Xiaomi tests the Taiwan market with a HK$1407 smartphone

The Hongmi smartphone will go on sale in Taiwan in early December

Chinese mobile company Xiaomi has already courted considerable success on the mainland with its budget smartphones, but the three-year-old company is also planning to make inroads in the Taiwan market with the launch of its Hongmi phone.

The Xiaomi Hongmi, cheapest of the company’s new phone line, will be sold in Taiwan starting on December 9 for NT$3,999 (HK$1,047), similar to its mainland price point of 799 yuan (HK$1,016).

Despite lacking the computing power of other smartphones, the Hongmi’s cheap price point has already drawn attention from money-conscious Taiwanese buyers, and the company has generated further enthusiasm by unveiling a Facebook promotional campaign to send out 10,000 early-bird reservation numbers to shoppers who wish to purchase the device on day one of its release.

“The price is just too good,” one Facebook user wrote. “Barely NT$4,000? It’s almost an exaggeration.”

Others on Xiaomi’s Facebook page, which has attracted over 50,000 likes, echoed these remarks, praising the company’s phones for “having value completely off the charts.”

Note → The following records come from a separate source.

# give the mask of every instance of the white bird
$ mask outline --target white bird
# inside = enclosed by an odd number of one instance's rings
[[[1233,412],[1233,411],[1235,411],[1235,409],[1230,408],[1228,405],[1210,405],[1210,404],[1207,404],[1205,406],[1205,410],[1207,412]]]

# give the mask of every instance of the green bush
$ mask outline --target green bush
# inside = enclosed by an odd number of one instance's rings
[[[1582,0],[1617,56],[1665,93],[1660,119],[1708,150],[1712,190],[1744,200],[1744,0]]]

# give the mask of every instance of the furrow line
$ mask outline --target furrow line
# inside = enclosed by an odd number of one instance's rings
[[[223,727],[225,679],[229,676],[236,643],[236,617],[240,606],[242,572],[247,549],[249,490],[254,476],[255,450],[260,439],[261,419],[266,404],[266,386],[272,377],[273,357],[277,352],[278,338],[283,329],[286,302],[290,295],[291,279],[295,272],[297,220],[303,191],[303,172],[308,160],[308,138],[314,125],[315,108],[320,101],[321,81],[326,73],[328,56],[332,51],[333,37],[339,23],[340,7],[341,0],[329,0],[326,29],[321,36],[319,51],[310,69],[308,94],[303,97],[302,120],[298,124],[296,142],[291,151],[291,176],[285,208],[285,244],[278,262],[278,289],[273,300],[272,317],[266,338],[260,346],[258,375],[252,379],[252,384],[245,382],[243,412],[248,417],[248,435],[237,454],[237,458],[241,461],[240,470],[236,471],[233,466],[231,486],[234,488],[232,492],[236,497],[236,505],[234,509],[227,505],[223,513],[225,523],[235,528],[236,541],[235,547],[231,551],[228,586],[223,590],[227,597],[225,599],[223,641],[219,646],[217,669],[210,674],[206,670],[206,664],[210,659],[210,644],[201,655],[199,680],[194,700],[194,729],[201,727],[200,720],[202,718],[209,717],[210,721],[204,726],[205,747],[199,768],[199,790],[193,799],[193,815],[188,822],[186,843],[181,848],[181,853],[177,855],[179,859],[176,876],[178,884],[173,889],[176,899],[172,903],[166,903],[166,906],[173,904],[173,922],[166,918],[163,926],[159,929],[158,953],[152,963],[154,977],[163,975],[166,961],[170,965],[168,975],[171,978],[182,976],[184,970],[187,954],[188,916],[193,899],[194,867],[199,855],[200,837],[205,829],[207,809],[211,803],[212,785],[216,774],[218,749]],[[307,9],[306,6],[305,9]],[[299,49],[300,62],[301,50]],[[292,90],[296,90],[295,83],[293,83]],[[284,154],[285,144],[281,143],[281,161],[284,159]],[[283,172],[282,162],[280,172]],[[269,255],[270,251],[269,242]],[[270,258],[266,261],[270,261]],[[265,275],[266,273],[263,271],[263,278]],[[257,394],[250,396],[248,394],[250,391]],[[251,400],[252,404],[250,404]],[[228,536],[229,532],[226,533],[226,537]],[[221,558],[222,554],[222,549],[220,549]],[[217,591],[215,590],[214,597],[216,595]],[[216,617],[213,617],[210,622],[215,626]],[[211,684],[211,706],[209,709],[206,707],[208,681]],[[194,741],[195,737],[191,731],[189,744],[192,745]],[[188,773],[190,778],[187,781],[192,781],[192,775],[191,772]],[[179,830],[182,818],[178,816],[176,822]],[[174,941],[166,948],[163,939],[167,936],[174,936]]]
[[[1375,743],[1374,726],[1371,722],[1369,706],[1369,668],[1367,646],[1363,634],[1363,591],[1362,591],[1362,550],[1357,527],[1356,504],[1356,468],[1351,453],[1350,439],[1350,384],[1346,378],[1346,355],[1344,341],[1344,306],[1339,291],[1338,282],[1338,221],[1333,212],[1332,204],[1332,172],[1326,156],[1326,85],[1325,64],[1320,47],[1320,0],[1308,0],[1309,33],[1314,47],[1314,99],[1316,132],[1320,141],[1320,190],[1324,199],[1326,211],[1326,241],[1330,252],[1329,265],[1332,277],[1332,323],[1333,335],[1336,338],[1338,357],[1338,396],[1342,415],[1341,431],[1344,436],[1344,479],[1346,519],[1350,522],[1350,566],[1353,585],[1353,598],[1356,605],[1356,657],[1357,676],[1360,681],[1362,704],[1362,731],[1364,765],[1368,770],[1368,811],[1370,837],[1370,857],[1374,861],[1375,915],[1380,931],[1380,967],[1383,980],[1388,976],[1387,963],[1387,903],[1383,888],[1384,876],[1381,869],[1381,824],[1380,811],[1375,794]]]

The low price of Xiaomi’s phones has already boosted sales in the mainland market, where the success of the Hongmi and Xiaomi’s other recent reveal – the 1,999 yuan (HK$2,543) Mi-3 – helped the company become the second-largest Android phone seller in the third quarter of 2013, losing only to Korean company Samsung.

Whether or not Xiaomi will be able to replicate that success in the Taiwanese market, which still largely prefers Samsung and Apple products, is a matter of time.

The company has already encountered some success since it began selling its phones in Taiwan six months ago through a pairing with the island’s third largest mobile carrier, Far EasTone Telecommunications. Advertised as fast and cheap, Xiaomi phones have sold in Taipei retail outlets at a pace a Far EasTone spokesperson previously described to the Post as “feverish”. 

The adoption of Xiaomi phones in Taiwan is yet another blow to the island’s former homegrown favourite, HTC. Once favoured by many Taiwan and international consumers three years ago, plummeting sales caused HTC to fall off of a list of the world’s top ten smartphone makers in the first quarter of 2013, according to data provided by technology analysis firm Gartner Inc.

Xiaomi has already outperformed HTC to take the fifth spot in the overall China smartphone market, right behind Samsung, Apple, Nokia and Huawei, analyst research by Want China Times reported.